La palabra “anónimo” ya no alcanza
La industria insiste en que los datos están “desidentificados”. Sin embargo, una y otra vez los investigadores demuestran lo contrario. Si un dispositivo duerme cada noche en una dirección y pasa los días hábiles en otra, normalmente bastan dos puntos para saber quién está detrás del telefono.
Los analistas de Lawfare explicaron que un servicio de inteligencia extranjero podría comprar flujos comerciales, delimitar digitalmente una instalación sensible y seguir después a cada dispositivo que cruzó ese perímetro. No se trata solo de publicidad invasiva. Se trata de convertir movilidad cotidiana en inteligencia accionable.
El precio ayuda a entender la escala. Illinois compró dos años de rastros de ubicación precisa de más de cinco millones de personas por unos US$ 50 mil. En pesos mexicanos de hoy, eso equivale aproximadamente a MXN 870 mil. Para la cantidad de datos involucrados, es una suma sorprendentemente baja. Dicho de otro modo: durante 24 meses, el patrón de movimientos de millones de personas costó menos que muchos contratos medianos de software empresarial.
Ni siquiera salir del sistema es facil
Aquí aparece una de las partes más reveladoras de la investigación. Reporteros de The Markup hallaron corredores que escondían sus páginas de exclusión con código “no-index”, de manera que ni siquiera aparecieran en Google. El comité del Congreso resumió la respuesta con una frase que parece obvia y, por eso mismo, resulta devastadora: como mínimo, la opción para salir debería ser fácil de encontrar y usar.
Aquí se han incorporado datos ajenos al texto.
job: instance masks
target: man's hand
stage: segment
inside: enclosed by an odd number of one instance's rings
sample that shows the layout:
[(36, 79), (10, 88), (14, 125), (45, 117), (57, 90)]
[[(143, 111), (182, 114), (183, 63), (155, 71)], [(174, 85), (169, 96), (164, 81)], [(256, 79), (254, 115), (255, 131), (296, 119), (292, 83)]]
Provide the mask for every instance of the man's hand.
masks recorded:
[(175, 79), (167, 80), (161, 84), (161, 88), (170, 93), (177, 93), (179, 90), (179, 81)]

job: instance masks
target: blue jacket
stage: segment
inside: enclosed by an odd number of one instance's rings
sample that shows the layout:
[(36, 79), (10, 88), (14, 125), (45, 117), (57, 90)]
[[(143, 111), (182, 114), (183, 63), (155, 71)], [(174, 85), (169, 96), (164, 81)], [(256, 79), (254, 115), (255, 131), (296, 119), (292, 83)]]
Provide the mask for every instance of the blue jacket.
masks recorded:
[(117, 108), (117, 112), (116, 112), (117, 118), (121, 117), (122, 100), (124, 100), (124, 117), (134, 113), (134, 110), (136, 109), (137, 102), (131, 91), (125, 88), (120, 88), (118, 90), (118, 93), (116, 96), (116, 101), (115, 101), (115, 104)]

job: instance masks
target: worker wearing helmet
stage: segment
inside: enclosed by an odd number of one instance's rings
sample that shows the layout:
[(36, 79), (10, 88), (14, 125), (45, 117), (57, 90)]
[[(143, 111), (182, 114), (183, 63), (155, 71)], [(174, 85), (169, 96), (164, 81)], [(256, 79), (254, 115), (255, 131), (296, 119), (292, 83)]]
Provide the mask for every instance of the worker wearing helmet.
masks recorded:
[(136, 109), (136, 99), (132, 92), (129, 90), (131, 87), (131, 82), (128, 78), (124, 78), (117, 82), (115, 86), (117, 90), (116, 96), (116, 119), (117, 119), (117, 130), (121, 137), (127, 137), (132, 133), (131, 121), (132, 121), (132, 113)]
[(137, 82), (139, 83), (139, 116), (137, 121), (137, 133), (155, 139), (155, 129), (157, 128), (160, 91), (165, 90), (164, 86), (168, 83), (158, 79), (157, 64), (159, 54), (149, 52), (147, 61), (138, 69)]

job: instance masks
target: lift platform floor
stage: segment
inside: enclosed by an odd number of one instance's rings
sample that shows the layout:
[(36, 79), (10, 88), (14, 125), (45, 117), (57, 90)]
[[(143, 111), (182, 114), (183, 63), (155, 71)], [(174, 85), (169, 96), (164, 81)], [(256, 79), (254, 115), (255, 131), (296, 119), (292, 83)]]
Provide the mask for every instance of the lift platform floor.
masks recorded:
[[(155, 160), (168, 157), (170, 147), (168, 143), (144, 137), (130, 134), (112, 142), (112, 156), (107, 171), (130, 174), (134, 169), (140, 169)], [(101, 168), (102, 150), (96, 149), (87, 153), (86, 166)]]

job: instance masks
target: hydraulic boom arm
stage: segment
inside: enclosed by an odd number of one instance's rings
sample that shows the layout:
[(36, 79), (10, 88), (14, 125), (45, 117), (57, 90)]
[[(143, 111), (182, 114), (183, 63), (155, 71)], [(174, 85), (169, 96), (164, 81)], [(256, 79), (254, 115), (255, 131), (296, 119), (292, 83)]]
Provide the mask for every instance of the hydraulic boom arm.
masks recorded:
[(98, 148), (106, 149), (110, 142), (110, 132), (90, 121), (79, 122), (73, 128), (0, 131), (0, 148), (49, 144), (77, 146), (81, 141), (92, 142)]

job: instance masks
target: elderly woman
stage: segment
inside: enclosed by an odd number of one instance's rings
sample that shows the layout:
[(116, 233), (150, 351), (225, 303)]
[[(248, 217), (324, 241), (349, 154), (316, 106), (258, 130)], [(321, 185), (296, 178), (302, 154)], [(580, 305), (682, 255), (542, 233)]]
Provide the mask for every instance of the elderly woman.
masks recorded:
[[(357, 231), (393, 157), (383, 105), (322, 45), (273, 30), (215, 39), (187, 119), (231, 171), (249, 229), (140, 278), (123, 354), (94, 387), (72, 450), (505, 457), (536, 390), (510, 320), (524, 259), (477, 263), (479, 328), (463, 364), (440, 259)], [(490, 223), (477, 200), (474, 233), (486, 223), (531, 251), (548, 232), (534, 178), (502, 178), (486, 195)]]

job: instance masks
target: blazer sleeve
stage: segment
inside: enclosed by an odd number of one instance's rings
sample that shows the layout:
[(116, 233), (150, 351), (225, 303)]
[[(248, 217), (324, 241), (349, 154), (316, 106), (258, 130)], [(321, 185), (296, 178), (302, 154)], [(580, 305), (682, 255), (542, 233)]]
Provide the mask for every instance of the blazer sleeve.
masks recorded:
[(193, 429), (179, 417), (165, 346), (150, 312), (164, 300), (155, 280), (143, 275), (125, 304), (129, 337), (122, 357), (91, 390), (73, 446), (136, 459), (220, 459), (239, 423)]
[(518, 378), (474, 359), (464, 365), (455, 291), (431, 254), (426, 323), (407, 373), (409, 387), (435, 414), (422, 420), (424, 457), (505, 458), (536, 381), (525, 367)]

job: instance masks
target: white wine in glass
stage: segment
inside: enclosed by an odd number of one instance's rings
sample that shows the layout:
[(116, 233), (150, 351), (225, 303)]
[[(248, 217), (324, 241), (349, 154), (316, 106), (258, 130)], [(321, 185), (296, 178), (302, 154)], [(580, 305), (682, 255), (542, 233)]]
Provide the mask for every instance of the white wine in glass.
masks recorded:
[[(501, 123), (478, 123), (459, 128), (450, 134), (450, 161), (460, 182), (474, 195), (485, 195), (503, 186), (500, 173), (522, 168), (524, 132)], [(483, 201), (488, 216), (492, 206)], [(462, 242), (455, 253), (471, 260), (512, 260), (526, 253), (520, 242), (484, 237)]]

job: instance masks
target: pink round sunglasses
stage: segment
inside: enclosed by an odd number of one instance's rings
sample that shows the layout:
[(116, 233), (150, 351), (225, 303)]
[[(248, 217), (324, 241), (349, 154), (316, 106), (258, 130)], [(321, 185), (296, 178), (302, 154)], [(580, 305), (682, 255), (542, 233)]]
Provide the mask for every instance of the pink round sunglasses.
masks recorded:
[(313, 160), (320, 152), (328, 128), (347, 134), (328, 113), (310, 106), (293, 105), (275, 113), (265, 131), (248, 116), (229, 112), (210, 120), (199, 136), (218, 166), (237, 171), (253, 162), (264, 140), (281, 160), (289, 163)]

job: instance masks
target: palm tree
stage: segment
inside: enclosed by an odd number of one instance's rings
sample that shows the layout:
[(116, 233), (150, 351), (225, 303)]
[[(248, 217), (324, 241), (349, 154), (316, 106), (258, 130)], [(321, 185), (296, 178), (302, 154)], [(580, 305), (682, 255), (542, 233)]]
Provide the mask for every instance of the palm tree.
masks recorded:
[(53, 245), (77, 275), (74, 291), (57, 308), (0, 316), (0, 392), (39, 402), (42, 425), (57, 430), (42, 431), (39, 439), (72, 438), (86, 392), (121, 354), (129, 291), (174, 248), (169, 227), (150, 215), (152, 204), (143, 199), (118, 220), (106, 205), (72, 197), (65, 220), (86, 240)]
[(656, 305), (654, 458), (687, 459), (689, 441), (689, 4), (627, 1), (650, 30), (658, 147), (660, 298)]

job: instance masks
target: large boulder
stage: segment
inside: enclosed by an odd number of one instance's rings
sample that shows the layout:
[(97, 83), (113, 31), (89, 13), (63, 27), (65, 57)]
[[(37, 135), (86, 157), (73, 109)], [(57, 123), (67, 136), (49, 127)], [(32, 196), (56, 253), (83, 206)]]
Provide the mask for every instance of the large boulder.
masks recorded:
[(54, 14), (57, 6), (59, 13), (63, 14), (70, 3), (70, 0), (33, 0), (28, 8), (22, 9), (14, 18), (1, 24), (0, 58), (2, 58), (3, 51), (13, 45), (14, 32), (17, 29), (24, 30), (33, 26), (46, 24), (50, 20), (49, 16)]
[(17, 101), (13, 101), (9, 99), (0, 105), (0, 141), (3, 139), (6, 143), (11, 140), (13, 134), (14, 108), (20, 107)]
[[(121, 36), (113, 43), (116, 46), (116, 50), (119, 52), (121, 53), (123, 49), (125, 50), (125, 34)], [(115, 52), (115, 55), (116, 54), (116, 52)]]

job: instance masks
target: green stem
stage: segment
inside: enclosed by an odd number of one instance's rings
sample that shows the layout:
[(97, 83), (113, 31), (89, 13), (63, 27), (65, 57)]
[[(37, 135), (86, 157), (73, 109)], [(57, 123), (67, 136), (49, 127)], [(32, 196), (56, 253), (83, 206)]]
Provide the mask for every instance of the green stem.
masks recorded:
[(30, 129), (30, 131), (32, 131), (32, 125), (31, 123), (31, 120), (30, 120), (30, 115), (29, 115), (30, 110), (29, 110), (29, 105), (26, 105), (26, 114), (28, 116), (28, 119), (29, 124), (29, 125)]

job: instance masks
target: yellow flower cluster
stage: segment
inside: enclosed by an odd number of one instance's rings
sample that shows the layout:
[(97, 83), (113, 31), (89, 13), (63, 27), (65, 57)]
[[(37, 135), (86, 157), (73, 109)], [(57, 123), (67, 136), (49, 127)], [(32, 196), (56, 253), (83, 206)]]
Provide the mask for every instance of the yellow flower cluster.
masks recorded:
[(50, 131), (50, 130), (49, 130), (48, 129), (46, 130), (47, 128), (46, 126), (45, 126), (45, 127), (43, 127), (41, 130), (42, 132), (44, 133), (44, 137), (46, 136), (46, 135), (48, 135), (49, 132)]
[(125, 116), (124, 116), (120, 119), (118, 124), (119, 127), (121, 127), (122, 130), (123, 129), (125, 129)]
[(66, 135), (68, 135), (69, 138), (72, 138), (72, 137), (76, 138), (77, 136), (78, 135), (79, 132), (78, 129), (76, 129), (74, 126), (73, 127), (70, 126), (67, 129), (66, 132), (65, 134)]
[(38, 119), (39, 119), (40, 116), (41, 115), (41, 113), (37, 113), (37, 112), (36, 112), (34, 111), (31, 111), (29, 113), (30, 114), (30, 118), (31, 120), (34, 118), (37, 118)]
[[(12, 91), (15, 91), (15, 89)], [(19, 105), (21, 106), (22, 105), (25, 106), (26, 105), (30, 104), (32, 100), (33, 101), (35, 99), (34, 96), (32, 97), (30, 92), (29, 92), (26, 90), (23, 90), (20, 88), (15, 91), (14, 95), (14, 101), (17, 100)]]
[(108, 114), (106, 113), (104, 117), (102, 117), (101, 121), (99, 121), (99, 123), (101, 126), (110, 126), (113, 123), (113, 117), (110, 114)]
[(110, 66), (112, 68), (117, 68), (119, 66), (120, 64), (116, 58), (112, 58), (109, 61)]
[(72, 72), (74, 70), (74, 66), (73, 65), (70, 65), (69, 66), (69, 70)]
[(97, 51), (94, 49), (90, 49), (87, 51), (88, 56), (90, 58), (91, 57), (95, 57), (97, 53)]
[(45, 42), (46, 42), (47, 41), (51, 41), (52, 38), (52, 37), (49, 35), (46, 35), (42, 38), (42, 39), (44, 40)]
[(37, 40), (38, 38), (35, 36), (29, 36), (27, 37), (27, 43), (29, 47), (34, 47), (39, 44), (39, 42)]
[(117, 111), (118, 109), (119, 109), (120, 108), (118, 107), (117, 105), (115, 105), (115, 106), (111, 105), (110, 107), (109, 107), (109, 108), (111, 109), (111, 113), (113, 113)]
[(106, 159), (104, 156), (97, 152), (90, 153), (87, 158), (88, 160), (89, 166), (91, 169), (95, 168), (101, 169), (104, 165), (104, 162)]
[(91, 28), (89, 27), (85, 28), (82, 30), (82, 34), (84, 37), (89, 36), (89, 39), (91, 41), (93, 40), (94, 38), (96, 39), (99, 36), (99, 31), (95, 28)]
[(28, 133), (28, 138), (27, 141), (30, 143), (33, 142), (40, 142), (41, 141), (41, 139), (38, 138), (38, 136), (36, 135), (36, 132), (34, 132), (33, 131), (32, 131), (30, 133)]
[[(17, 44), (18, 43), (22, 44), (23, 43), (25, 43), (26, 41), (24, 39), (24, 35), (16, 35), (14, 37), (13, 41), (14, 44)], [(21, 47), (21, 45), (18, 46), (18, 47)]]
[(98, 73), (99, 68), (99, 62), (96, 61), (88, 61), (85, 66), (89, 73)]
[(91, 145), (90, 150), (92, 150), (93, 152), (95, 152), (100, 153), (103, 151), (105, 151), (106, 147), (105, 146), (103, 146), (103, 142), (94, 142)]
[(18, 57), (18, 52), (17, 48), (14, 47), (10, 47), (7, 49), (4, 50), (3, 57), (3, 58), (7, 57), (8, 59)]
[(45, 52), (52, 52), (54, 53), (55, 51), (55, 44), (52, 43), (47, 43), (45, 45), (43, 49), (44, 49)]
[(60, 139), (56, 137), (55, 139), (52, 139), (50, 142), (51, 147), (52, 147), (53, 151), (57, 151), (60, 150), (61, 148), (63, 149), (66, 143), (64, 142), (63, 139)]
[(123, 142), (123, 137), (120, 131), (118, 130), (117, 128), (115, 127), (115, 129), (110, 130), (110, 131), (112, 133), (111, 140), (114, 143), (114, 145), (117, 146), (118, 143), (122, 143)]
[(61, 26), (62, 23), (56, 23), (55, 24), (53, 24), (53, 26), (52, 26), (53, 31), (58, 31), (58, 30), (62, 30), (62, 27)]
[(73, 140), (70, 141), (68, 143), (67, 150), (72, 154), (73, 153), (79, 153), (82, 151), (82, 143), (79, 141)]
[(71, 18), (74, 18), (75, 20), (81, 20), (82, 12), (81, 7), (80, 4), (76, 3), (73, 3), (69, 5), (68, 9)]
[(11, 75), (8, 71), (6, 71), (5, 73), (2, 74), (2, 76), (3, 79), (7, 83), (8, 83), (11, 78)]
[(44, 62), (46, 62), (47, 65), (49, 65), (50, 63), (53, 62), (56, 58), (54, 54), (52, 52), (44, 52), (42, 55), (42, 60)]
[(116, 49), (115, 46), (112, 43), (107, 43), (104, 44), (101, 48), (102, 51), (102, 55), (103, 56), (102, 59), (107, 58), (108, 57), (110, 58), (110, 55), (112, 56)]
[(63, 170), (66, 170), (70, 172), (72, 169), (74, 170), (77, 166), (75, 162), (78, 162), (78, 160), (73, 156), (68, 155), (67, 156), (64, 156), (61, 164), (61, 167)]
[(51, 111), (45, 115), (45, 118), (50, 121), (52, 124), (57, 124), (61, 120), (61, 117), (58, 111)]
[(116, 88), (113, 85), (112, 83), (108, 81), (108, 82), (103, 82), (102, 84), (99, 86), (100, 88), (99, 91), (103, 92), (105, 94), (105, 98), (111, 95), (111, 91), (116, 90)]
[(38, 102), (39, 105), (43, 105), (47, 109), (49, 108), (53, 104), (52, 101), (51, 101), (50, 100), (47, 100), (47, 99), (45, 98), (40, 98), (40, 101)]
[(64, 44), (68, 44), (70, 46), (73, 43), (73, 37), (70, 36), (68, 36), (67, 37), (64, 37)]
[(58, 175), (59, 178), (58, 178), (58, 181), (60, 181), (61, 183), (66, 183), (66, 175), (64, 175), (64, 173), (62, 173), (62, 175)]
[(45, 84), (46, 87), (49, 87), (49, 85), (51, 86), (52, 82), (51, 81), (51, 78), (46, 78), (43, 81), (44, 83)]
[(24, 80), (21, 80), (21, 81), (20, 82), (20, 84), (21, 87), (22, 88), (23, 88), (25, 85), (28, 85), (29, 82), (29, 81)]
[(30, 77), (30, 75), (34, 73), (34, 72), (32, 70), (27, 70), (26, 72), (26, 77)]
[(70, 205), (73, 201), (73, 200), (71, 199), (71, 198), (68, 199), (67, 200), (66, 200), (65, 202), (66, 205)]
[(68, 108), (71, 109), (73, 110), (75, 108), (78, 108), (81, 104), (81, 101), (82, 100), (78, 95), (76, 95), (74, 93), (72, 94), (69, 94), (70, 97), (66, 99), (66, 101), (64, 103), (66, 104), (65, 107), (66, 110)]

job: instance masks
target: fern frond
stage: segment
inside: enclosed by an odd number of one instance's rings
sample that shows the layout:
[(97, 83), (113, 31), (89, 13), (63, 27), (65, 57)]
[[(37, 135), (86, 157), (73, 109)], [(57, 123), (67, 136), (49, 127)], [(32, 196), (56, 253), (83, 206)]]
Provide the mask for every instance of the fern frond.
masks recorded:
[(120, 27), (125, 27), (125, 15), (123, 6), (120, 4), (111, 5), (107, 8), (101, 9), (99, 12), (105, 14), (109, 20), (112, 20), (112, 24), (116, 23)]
La FTC ya envió cartas de cumplimiento a 13 compañías con base en la Protecting Americans' Data from Foreign Adversaries Act, la ley de 2024 que prohíbe vender datos sensibles de estadounidenses a entidades controladas por adversarios extranjeros. Aun así, el registro sugiere que la práctica continuó en 2025. Todo esto conecta con mercados vecinos: las filtraciones por credenciales robadas y la economía del fingerprinting del navegador.
Lo que si puedes hacer esta semana
No hay una solución mágica, pero sí hay una disciplina útil. Puedes enviar una solicitud de borrado en el registro de corredores de datos de California, incluso si no vives allí, porque varias empresas prefieren procesar la baja a nivel general. También conviene eliminar el identificador publicitario del telefono, que es la pieza que ayuda a unir tus movimientos entre distintas aplicaciones.
La tercera medida es sencilla y poco glamorosa: revisar una app por semana y cambiar el permiso de “ubicación precisa” a “ubicación aproximada” cuando sea posible. Esa costumbre también reduce exposición frente a filtraciones relacionadas con spyware desarrollado por gobiernos, donde el punto de entrada suele ser una app con permisos de más. La gran pregunta no es si tu telefono genera registros. Ya lo hace. La pregunta es quién puede comprarlos, desde qué país y por cuánto.